What bothered me was that to say Luther’s teaching on the Lord’s Supper amounted to “a sign and memorial”—only—was not giving Luther credit for his battles against the representationalism espoused by Zwingli, Calvin, and Melanchthon, all influenced unduly by rationalism. And adding insult to injury was that you ascribed to Luther the blame for the sorry state of the church today, that portion of the church that has so abandoned God’s clear word, I Corinthians 10:16-17 and I Cor. 11:27-29, that it dispenses even with the over-shepherd in administering the Sacrament.

It is true that in Luther’s time many priests in northern Germany withheld the cup from the laity in order, we believe, to elevate the priesthood above the flock; the Catholic Church claimed they were low on wine (and so near too, to France and the Rhineland). Yet Scripture teaches clearly the priesthood of all believers; and we are all saints, too. There is, however, something of a hierarchy in the ministry according to one’s role or function, but not according to our position in Christ, which issue I think may have prompted your post this afternoon, as you seemed to be lamenting, rightly, the sorry state of Christendom—a result of radical egalitarianism??

At any rate, I will always defend Luther, who brought us out of the darkness of the false teaching of Rome and into the light of God’s free forgiveness in Christ. That later generations have deformed the truths of Scripture he set forth redounds to their shame, not his.

LA replies:

I don’t have enough knowledge of this issue to respond to you properly. My view of it was formed by the quoted passage in The Babylonian Captivity which I read many years ago. I felt that when Luther said that taking the bread and wine was a “sign” of faith and not an act of substantive communion with Jesus Christ, he had gone beyond attacking abuses, and was redefining the core of Christianity (the core of Christianity that had personally converted me to Christianity) into a mental event, an assertion of one’s faith that one is saved, rather than a relationship with Christ. As I mentioned above, I am aware that Luther strongly disputed the claim that he had said that the bread and wine were a “sign.” But he did say it. At the same time I admit that I need to read further to have a better understanding of the issue.

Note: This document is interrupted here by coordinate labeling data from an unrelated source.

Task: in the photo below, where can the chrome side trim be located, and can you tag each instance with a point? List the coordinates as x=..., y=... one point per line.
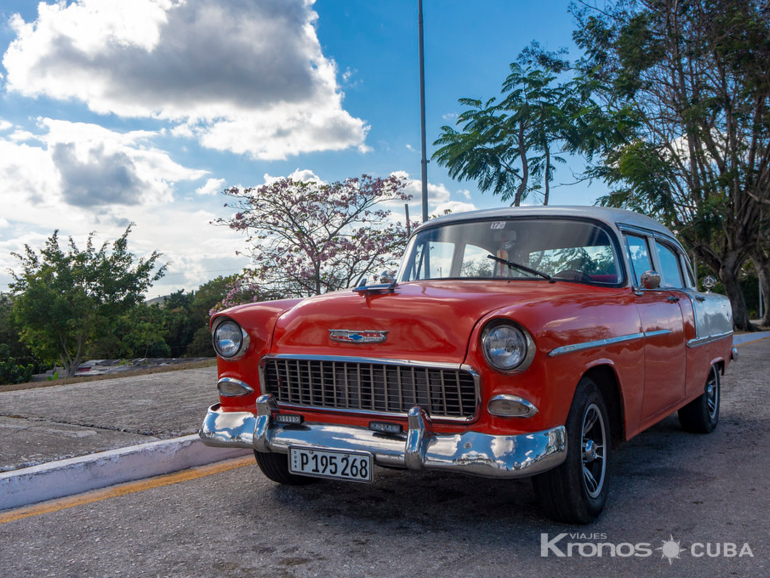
x=659, y=332
x=470, y=452
x=604, y=342
x=531, y=409
x=708, y=339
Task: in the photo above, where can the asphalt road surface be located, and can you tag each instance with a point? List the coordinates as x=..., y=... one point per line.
x=680, y=505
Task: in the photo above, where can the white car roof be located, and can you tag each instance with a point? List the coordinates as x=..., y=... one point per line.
x=616, y=218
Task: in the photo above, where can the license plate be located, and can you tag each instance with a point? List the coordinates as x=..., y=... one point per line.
x=338, y=465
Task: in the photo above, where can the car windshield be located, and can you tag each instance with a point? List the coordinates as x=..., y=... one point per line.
x=561, y=249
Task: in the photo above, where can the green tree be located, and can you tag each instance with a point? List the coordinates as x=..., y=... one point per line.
x=204, y=300
x=510, y=146
x=66, y=298
x=687, y=88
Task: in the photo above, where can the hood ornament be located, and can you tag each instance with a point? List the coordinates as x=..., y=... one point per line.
x=362, y=336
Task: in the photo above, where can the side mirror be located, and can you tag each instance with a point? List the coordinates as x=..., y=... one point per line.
x=650, y=280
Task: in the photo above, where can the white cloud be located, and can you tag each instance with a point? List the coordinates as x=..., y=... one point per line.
x=82, y=178
x=242, y=76
x=211, y=187
x=77, y=165
x=439, y=198
x=304, y=175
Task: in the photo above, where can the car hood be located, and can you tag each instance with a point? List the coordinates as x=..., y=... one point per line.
x=425, y=321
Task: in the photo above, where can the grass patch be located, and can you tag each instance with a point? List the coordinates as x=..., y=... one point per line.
x=150, y=370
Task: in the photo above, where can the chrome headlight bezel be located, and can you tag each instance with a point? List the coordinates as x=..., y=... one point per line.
x=222, y=324
x=523, y=337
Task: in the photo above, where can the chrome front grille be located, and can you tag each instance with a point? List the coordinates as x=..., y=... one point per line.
x=371, y=386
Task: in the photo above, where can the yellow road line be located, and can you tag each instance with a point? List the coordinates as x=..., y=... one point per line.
x=123, y=489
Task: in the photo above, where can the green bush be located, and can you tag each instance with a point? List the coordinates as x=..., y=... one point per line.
x=10, y=371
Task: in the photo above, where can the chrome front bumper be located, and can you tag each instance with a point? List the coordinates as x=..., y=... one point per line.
x=418, y=448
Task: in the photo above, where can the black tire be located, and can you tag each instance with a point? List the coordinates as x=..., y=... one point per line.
x=276, y=468
x=701, y=415
x=576, y=491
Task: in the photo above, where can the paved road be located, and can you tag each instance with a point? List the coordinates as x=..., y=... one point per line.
x=698, y=490
x=46, y=424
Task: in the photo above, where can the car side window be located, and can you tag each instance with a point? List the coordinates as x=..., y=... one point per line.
x=639, y=255
x=689, y=280
x=671, y=275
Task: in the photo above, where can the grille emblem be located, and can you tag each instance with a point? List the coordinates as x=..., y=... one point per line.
x=363, y=336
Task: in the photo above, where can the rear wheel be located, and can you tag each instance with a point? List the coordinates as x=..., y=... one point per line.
x=576, y=491
x=276, y=468
x=702, y=414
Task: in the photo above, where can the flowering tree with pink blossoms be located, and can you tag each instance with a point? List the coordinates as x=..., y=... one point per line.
x=307, y=238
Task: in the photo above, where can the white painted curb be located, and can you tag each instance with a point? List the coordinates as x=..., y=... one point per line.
x=77, y=475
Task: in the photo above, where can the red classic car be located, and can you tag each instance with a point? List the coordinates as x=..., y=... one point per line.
x=521, y=342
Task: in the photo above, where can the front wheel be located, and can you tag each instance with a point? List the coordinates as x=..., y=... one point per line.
x=701, y=415
x=576, y=491
x=276, y=468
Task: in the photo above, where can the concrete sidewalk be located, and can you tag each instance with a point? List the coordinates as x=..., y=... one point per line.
x=54, y=423
x=62, y=440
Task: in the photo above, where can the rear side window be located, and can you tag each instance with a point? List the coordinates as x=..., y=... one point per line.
x=671, y=275
x=639, y=255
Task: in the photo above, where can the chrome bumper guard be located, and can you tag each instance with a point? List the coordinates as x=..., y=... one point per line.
x=418, y=448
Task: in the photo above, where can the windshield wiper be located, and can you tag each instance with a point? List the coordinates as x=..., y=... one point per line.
x=514, y=265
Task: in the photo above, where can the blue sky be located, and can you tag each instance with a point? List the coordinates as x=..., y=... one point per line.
x=114, y=112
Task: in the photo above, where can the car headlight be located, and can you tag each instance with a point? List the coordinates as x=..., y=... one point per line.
x=228, y=339
x=507, y=347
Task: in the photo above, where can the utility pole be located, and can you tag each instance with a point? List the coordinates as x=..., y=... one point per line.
x=424, y=174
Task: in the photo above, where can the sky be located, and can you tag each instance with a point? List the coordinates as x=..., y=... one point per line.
x=115, y=112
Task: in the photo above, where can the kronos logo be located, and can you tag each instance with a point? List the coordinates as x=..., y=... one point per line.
x=598, y=547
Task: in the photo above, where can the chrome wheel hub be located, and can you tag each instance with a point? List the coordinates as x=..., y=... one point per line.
x=712, y=394
x=593, y=442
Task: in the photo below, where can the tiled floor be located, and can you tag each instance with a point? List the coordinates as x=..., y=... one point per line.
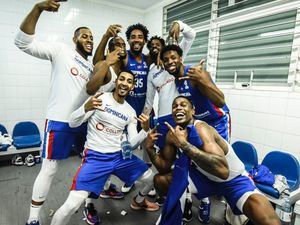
x=15, y=193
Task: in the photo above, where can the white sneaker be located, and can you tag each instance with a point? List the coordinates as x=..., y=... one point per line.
x=17, y=160
x=125, y=189
x=152, y=193
x=29, y=160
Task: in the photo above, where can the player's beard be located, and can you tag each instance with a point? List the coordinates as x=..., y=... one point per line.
x=136, y=52
x=81, y=49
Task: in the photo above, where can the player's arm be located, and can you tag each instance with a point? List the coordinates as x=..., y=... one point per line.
x=135, y=138
x=24, y=39
x=100, y=71
x=111, y=31
x=163, y=160
x=84, y=112
x=189, y=35
x=209, y=157
x=149, y=95
x=29, y=23
x=201, y=78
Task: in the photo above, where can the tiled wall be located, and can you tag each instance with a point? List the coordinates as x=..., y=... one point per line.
x=268, y=119
x=24, y=80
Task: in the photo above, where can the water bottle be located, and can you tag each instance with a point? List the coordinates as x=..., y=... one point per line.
x=126, y=149
x=285, y=213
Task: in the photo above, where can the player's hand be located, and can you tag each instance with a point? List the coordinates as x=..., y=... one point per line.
x=159, y=62
x=50, y=5
x=93, y=103
x=177, y=135
x=113, y=30
x=152, y=137
x=173, y=37
x=198, y=75
x=144, y=120
x=113, y=57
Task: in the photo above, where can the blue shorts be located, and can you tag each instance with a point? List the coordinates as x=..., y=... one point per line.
x=232, y=190
x=96, y=168
x=223, y=126
x=60, y=139
x=163, y=129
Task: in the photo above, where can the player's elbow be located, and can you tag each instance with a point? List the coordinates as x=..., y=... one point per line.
x=222, y=170
x=90, y=90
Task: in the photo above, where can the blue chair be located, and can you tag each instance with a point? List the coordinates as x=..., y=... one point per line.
x=285, y=164
x=246, y=153
x=3, y=130
x=26, y=135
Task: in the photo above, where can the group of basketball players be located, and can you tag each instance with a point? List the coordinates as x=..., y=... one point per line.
x=108, y=105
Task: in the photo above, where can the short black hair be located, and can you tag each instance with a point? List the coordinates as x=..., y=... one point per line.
x=127, y=71
x=77, y=31
x=161, y=40
x=137, y=26
x=111, y=43
x=182, y=96
x=172, y=47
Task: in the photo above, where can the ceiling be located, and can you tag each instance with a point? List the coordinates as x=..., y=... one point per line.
x=138, y=4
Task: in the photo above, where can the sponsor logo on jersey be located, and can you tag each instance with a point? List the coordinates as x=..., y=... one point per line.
x=109, y=130
x=84, y=65
x=139, y=72
x=99, y=126
x=165, y=83
x=74, y=71
x=202, y=115
x=155, y=75
x=115, y=113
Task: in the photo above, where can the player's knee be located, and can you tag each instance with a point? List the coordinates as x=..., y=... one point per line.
x=49, y=167
x=257, y=203
x=158, y=180
x=74, y=201
x=147, y=176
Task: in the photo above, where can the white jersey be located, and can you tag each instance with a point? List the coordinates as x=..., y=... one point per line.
x=69, y=74
x=111, y=84
x=164, y=83
x=106, y=128
x=235, y=165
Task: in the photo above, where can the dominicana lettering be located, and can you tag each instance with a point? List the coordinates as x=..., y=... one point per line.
x=115, y=113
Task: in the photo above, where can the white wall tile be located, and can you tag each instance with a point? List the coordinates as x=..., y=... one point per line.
x=291, y=143
x=293, y=107
x=258, y=135
x=292, y=126
x=24, y=80
x=260, y=104
x=259, y=120
x=277, y=105
x=275, y=122
x=273, y=138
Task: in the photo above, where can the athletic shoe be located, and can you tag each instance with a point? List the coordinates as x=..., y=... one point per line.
x=144, y=205
x=187, y=214
x=35, y=222
x=17, y=160
x=112, y=193
x=204, y=212
x=90, y=215
x=29, y=160
x=160, y=201
x=126, y=189
x=152, y=193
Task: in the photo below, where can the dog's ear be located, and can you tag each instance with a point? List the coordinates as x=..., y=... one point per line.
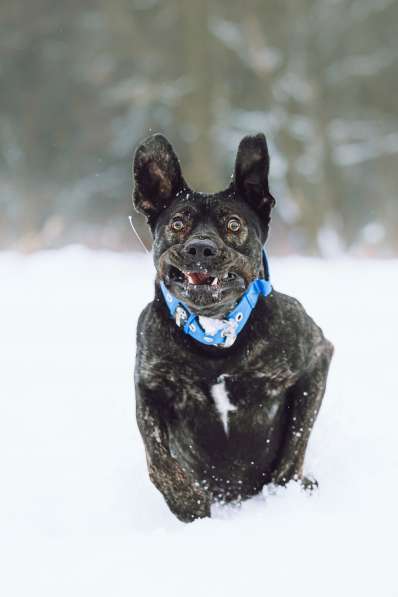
x=157, y=176
x=251, y=174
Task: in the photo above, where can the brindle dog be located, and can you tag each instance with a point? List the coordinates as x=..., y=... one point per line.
x=220, y=423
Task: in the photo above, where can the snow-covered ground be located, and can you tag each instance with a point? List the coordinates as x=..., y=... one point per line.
x=78, y=515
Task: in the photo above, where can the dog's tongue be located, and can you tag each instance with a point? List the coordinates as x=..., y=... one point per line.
x=197, y=277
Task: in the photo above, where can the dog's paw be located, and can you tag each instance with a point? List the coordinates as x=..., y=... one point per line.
x=309, y=484
x=192, y=504
x=285, y=472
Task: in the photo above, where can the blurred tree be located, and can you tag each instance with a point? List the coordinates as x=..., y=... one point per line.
x=81, y=84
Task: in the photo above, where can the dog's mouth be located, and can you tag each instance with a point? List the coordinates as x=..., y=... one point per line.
x=190, y=280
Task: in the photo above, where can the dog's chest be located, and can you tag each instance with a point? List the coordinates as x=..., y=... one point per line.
x=227, y=404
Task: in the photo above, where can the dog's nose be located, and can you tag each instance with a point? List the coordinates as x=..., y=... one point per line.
x=204, y=249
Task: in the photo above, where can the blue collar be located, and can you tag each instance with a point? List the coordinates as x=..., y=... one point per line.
x=224, y=332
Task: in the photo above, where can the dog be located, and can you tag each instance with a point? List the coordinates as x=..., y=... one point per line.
x=230, y=374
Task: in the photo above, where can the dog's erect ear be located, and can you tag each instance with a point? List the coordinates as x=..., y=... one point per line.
x=251, y=174
x=157, y=176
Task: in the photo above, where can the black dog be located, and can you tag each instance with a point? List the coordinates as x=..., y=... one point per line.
x=220, y=421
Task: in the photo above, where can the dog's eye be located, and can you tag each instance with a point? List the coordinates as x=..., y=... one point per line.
x=177, y=224
x=233, y=224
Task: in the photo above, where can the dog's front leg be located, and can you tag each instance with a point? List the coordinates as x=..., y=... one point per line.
x=185, y=498
x=305, y=399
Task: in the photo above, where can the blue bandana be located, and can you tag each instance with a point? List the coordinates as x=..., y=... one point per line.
x=222, y=333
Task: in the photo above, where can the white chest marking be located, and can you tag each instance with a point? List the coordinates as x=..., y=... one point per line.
x=221, y=400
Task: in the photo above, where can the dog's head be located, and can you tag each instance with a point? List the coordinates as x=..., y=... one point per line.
x=207, y=248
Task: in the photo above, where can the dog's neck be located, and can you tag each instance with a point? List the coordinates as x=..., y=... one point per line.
x=218, y=332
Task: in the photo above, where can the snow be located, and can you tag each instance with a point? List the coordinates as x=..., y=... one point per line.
x=221, y=399
x=78, y=514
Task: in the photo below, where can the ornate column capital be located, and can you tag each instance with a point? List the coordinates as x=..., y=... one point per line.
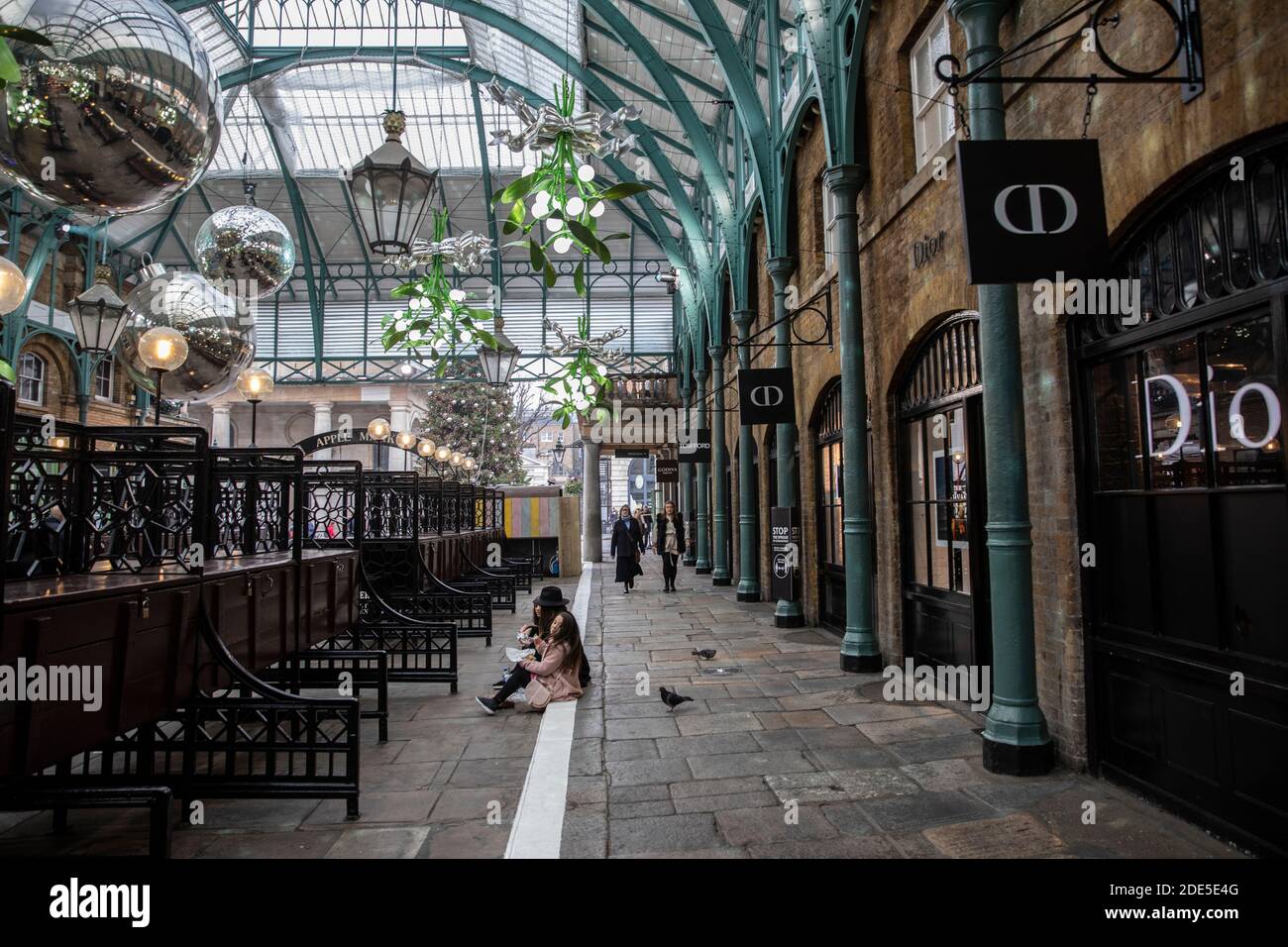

Also, ironically, just the other day I was reading The Reformation of the Sixteenth Century, by Roland Bainton (1952), and came upon the following passage discussing Erasmus, the Catholic reformer who had previously defended Luther:

But when Luther in the summer of 1520 came out with his tract entitled The Babylonian Captivity, in which he enunciated the view of the sacrements already described, Erasmus explained, “The breach is irreparable!”

I thought that was so funny, because it was Luther’s view of the sacraments that had also persuaded me, many years ago, that he had gone too far and was attacking Christianity itself.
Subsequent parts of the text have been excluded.